Battlefield Director

Tsutomo Yamazaki (Left) in Kurosawa’s High and Low (1963)

This is an unusual thing to say, but if I were to look at all the great film directors with a point of view of selecting the one that would make the best general on the battlefield, my choice would be Japan’s Akira Kurosawa (1910-1998).

Yesterday evening I did not post here because I was watching Kurosawa’s great noir film High and Low for the third time. The tale follows Toshiro Mifune as a shoe manufacturer whose son is kidnapped and held for ransom. Except it turns out that it is actually his live-in chauffeur’s son who is taken. In paying the ransom anyhow, Mifune impoverishes himself, losing his business, his house, and even his furniture.

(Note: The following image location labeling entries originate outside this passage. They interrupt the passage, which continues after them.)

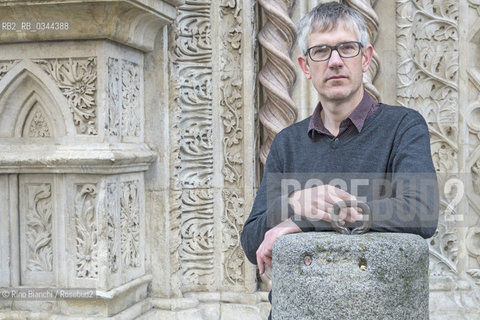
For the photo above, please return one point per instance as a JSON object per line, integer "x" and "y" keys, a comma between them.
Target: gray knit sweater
{"x": 388, "y": 165}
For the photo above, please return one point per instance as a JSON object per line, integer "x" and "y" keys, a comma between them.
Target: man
{"x": 348, "y": 134}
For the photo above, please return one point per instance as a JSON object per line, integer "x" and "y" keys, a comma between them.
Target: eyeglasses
{"x": 323, "y": 52}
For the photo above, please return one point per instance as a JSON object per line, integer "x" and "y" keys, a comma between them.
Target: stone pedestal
{"x": 333, "y": 276}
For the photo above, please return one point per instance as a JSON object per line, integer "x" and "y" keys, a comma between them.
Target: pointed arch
{"x": 24, "y": 87}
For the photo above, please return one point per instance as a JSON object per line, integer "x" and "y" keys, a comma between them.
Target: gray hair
{"x": 326, "y": 16}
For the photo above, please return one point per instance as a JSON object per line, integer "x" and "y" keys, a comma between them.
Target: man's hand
{"x": 264, "y": 251}
{"x": 317, "y": 204}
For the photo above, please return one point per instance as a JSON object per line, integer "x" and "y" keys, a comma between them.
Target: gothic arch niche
{"x": 31, "y": 106}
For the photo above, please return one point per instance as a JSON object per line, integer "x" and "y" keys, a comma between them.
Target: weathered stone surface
{"x": 334, "y": 276}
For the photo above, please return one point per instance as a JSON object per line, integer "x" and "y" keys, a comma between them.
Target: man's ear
{"x": 302, "y": 61}
{"x": 367, "y": 57}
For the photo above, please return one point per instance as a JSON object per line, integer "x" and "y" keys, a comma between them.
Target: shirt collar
{"x": 364, "y": 109}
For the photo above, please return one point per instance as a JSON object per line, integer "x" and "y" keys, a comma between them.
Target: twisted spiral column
{"x": 365, "y": 7}
{"x": 277, "y": 76}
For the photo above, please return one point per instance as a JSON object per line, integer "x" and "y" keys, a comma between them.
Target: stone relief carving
{"x": 197, "y": 250}
{"x": 5, "y": 66}
{"x": 123, "y": 93}
{"x": 365, "y": 7}
{"x": 114, "y": 97}
{"x": 472, "y": 240}
{"x": 192, "y": 198}
{"x": 130, "y": 224}
{"x": 175, "y": 194}
{"x": 196, "y": 126}
{"x": 110, "y": 212}
{"x": 278, "y": 73}
{"x": 86, "y": 231}
{"x": 233, "y": 222}
{"x": 77, "y": 80}
{"x": 36, "y": 124}
{"x": 427, "y": 42}
{"x": 131, "y": 122}
{"x": 39, "y": 228}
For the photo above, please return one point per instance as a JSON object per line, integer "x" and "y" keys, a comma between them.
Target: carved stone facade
{"x": 131, "y": 150}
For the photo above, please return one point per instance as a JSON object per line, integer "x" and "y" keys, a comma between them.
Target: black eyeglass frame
{"x": 360, "y": 46}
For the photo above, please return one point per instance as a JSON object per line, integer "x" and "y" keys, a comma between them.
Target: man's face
{"x": 338, "y": 79}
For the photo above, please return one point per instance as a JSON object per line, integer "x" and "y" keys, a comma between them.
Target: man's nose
{"x": 335, "y": 59}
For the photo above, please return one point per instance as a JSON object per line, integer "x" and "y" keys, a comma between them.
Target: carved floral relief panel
{"x": 86, "y": 231}
{"x": 38, "y": 254}
{"x": 130, "y": 224}
{"x": 428, "y": 62}
{"x": 472, "y": 124}
{"x": 124, "y": 114}
{"x": 77, "y": 80}
{"x": 36, "y": 125}
{"x": 191, "y": 71}
{"x": 231, "y": 90}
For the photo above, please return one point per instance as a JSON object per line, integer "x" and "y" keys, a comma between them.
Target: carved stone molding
{"x": 39, "y": 228}
{"x": 231, "y": 88}
{"x": 130, "y": 224}
{"x": 134, "y": 23}
{"x": 77, "y": 80}
{"x": 427, "y": 41}
{"x": 86, "y": 232}
{"x": 123, "y": 91}
{"x": 192, "y": 197}
{"x": 277, "y": 76}
{"x": 365, "y": 7}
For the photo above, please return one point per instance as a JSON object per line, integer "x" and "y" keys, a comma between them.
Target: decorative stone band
{"x": 79, "y": 158}
{"x": 334, "y": 276}
{"x": 134, "y": 23}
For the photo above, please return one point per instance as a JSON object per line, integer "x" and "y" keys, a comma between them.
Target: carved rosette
{"x": 86, "y": 232}
{"x": 277, "y": 76}
{"x": 192, "y": 196}
{"x": 77, "y": 80}
{"x": 365, "y": 7}
{"x": 428, "y": 44}
{"x": 231, "y": 88}
{"x": 36, "y": 124}
{"x": 5, "y": 66}
{"x": 130, "y": 224}
{"x": 39, "y": 228}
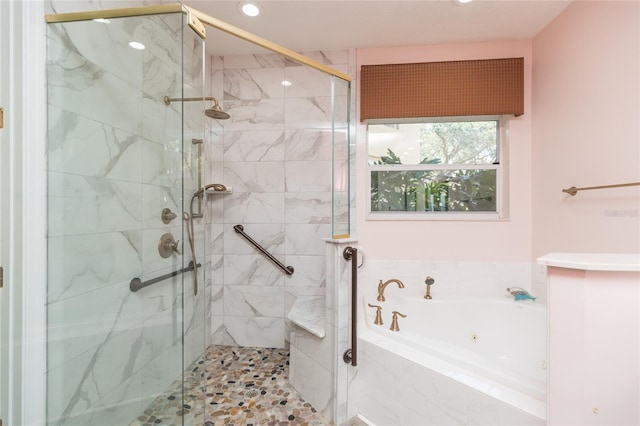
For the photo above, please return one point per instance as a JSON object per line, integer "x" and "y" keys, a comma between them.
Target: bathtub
{"x": 495, "y": 346}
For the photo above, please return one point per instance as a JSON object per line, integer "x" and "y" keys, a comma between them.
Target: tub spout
{"x": 383, "y": 285}
{"x": 378, "y": 320}
{"x": 394, "y": 321}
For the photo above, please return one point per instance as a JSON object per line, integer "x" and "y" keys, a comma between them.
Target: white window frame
{"x": 502, "y": 210}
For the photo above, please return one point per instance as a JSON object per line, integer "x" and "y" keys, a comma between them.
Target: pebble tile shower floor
{"x": 244, "y": 386}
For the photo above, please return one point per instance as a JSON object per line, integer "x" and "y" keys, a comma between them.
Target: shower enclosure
{"x": 124, "y": 166}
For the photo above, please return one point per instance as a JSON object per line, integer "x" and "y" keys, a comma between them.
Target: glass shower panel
{"x": 196, "y": 294}
{"x": 340, "y": 191}
{"x": 115, "y": 161}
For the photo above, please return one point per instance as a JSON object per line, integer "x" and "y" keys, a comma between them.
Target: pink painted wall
{"x": 507, "y": 240}
{"x": 586, "y": 129}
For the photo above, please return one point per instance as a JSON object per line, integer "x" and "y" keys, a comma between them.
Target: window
{"x": 441, "y": 168}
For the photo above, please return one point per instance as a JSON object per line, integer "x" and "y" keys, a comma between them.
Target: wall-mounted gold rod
{"x": 573, "y": 190}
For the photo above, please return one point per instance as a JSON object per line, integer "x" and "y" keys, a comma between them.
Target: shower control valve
{"x": 167, "y": 246}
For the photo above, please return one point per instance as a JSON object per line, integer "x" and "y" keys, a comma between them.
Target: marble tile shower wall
{"x": 275, "y": 152}
{"x": 115, "y": 160}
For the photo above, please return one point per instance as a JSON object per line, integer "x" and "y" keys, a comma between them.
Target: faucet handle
{"x": 378, "y": 320}
{"x": 394, "y": 321}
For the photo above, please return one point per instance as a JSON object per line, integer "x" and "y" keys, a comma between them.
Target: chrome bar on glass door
{"x": 137, "y": 284}
{"x": 351, "y": 355}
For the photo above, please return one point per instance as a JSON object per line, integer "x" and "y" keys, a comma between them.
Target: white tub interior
{"x": 471, "y": 333}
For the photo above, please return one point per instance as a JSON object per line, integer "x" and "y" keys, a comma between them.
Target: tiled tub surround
{"x": 400, "y": 383}
{"x": 276, "y": 153}
{"x": 115, "y": 160}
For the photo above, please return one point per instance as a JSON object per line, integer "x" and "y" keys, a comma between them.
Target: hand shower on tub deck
{"x": 188, "y": 217}
{"x": 519, "y": 293}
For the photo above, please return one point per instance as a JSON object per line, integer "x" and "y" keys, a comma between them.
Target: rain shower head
{"x": 214, "y": 112}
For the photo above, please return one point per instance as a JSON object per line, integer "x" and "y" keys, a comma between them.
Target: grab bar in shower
{"x": 573, "y": 190}
{"x": 286, "y": 269}
{"x": 351, "y": 355}
{"x": 137, "y": 284}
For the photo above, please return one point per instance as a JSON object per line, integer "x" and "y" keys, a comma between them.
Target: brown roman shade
{"x": 442, "y": 89}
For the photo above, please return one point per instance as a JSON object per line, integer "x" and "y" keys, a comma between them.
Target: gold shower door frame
{"x": 197, "y": 21}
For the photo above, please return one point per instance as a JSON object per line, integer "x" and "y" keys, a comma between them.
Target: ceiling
{"x": 307, "y": 25}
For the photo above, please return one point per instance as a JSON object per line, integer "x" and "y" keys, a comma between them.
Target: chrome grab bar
{"x": 137, "y": 284}
{"x": 286, "y": 269}
{"x": 351, "y": 355}
{"x": 573, "y": 190}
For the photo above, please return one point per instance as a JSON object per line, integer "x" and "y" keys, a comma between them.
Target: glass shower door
{"x": 115, "y": 163}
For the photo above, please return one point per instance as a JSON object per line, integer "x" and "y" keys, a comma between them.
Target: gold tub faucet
{"x": 378, "y": 320}
{"x": 394, "y": 321}
{"x": 383, "y": 285}
{"x": 429, "y": 282}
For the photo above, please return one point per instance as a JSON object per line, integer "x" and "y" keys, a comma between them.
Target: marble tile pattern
{"x": 244, "y": 386}
{"x": 276, "y": 153}
{"x": 116, "y": 159}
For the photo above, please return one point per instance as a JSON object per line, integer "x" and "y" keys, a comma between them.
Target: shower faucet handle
{"x": 167, "y": 215}
{"x": 167, "y": 246}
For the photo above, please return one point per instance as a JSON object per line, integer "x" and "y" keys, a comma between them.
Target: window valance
{"x": 442, "y": 89}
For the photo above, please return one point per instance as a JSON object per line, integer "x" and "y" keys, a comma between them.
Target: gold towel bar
{"x": 573, "y": 190}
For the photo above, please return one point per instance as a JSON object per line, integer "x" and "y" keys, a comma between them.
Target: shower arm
{"x": 168, "y": 100}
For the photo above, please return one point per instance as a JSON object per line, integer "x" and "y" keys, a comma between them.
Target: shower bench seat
{"x": 308, "y": 313}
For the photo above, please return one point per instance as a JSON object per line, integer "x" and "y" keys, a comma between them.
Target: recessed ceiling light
{"x": 249, "y": 8}
{"x": 136, "y": 45}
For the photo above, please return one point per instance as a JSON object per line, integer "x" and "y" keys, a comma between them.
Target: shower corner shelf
{"x": 212, "y": 191}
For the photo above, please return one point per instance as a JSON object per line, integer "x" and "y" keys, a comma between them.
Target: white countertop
{"x": 593, "y": 261}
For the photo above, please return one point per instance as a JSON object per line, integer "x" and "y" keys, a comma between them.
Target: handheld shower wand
{"x": 188, "y": 217}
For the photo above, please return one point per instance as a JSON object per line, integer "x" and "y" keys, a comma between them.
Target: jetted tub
{"x": 496, "y": 346}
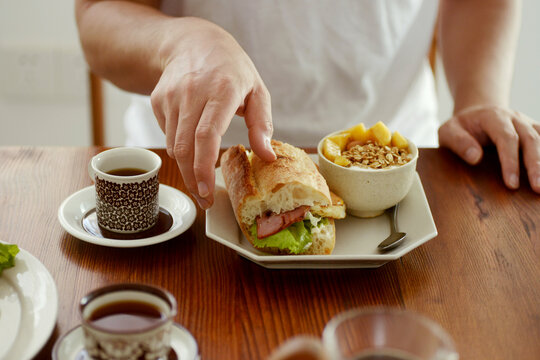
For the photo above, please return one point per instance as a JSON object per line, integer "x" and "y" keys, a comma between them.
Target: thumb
{"x": 453, "y": 136}
{"x": 258, "y": 117}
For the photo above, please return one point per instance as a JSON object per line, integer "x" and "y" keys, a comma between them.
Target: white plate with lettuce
{"x": 28, "y": 307}
{"x": 356, "y": 239}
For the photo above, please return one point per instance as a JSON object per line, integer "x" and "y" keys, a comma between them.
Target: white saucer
{"x": 71, "y": 346}
{"x": 74, "y": 209}
{"x": 28, "y": 307}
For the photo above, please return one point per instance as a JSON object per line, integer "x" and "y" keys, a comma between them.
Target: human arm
{"x": 477, "y": 41}
{"x": 198, "y": 77}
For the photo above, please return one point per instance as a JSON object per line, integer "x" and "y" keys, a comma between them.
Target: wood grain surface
{"x": 479, "y": 278}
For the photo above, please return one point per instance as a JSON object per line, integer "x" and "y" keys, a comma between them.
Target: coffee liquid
{"x": 127, "y": 172}
{"x": 126, "y": 316}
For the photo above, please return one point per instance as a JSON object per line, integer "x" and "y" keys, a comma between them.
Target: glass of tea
{"x": 128, "y": 321}
{"x": 386, "y": 334}
{"x": 127, "y": 189}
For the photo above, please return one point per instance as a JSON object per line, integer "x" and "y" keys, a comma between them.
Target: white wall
{"x": 44, "y": 89}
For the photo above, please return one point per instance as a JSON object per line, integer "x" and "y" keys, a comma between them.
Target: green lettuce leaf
{"x": 7, "y": 256}
{"x": 296, "y": 238}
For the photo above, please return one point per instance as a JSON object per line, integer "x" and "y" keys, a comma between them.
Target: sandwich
{"x": 283, "y": 207}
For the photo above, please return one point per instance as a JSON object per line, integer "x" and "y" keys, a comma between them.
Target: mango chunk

Why do I feel that Kurosawa would make an able general? In no other film (except one, that I shall mention later) is there so much intelligently conveyed detail that enables a viewer to follow the police investigation in all its aspects during its 143 minute length without feeling lost. And the film gallops along like a 73 minuter Poverty Row quickie.

During its course, Kurosawa takes us into such a realistic picture of heroine addiction that, even today, would be too much for Hollywood to handle.

The only other film that so capably marshals s vast amount of detail is the same director’s Seven Samurai (1954). This is actually a film about a 16th century military campaign in which seven masterless samurai help farmers fight back an invasion of forty mounted bandits who are after their crops. Throughout the film’s 207 minute length, we are aware of what is happening in every part of the battlefield as the samurai and farmers battle the bandits. As with High and Low, the film zips along at a fast pace despite a vast amount of detail without losing its audience.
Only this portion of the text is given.